Algunos analistas interpretan este crimen como un claro desafío
al gobierno y particularmente al nuevo ministro de Seguridad, Álvaro
Romero, por su política de diálogo con las pandillas juveniles.
El joven de unos 23 años de edad, identificado como Carlos Alfredo
Baisa, fue estrangulado con un cordón y luego ejecutado con saña
de varios disparos de arma de 45 milímetros.
Encima del cadáver los homicidas dejaron una cartulina de regular
tamaño con el mensaje antes citado.
El cuerpo fue encontrado por las autoridades policiales cerca de la aldea
de Mateo, en las afueras de la ciudad a inmediaciones de la represa Los
Laureles.
Al momento del reconocimiento legal, los técnicos forenses descubrieron
varios tatuajes de la mara 18, una de las más violentas del país
y con un largo historial de matanzas y crímenes atroces.
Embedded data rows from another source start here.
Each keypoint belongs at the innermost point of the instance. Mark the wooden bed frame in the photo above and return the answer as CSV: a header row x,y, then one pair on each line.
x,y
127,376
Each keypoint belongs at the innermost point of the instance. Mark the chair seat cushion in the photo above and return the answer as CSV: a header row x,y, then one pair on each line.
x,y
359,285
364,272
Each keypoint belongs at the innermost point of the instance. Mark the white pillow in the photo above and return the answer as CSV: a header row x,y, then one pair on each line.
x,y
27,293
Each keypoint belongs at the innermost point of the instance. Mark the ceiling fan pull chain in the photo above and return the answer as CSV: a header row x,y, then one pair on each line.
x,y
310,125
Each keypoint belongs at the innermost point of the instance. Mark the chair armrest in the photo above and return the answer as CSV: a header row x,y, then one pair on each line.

El cuerpo del joven pandillero mostraba signos de haber sido torturado
e incluso sus ejecutores lo arrastraron varios metros y después
los ejecutaron de un certero tiro en la cabeza.
El 23 de diciembre de 2004, un grupo de pandilleros pertenecientes a esta
asociación ilícita ametrallaron un bus de la ruta urbana
en la comunidad de Chamelecón al norte del país, dejando
un saldo de 27 muertos.
Recién el fin de semana un grupo de supuestos mareros de esta pandilla
fueron ejecutados en la zona norte del país, lo que para las autoridades
policiales puede tratarse de un ajuste de cuentas y una guerra por territorio
o mercado de la droga con sus adversarios de la Mara Salvatrucha o MS.